- Born: 1770 London
- Died: 3 January 1843 London

= Thomas Ludford Bellamy =

English singer and theatre manager

Thomas Ludford Bellamy (1770–1843) was an English singer, also for a time a theatre manager.

==Life==
The son of Richard Bellamy, he was born in St. John's parish, Westminster. He learned singing and music from his father and Benjamin Cooke, and after his voice had broken from Elisa Taccani Tasca.

In 1784 Bellamy sang amongst the trebles at the Handel commemoration in Westminster Abbey, and in 1791 at Drury Lane. Irish property had been bequeathed him by his maternal grandfather in 1776, and in 1794 he went to Ireland. In 1797 he was in Dublin, where he acted as stage manager at the theatre; but in 1800 he bought shares in the Manchester, Chester, Shrewsbury, and Lichfield theatres. Three years later he sold his interest in these undertakings, and became sole proprietor of the Belfast, Londonderry, and Newry theatres.

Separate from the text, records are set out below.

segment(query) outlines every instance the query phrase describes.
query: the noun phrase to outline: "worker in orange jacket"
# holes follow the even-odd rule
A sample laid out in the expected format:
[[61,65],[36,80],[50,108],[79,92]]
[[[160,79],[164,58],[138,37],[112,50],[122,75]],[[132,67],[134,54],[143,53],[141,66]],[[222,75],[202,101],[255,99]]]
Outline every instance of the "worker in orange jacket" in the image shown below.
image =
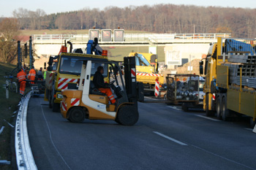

Not succeeding in the theatre, Bellamy returned to London, where he obtained an engagement to sing at Covent Garden Theatre for five years. In 1812 he was engaged for a similar period at Drury Lane. After that he started an academy of music on the Logerian system. In 1819 he obtained the appointment of master of the choir of the Spanish Embassy's chapel. Two years later he succeeded James Bartleman as principal bass singer at the Concerts of Antient Music.

Bellamy died 3 January 1843.

==Works==
Bellamy published a song book in 1840, in the tradition of Richard Clark.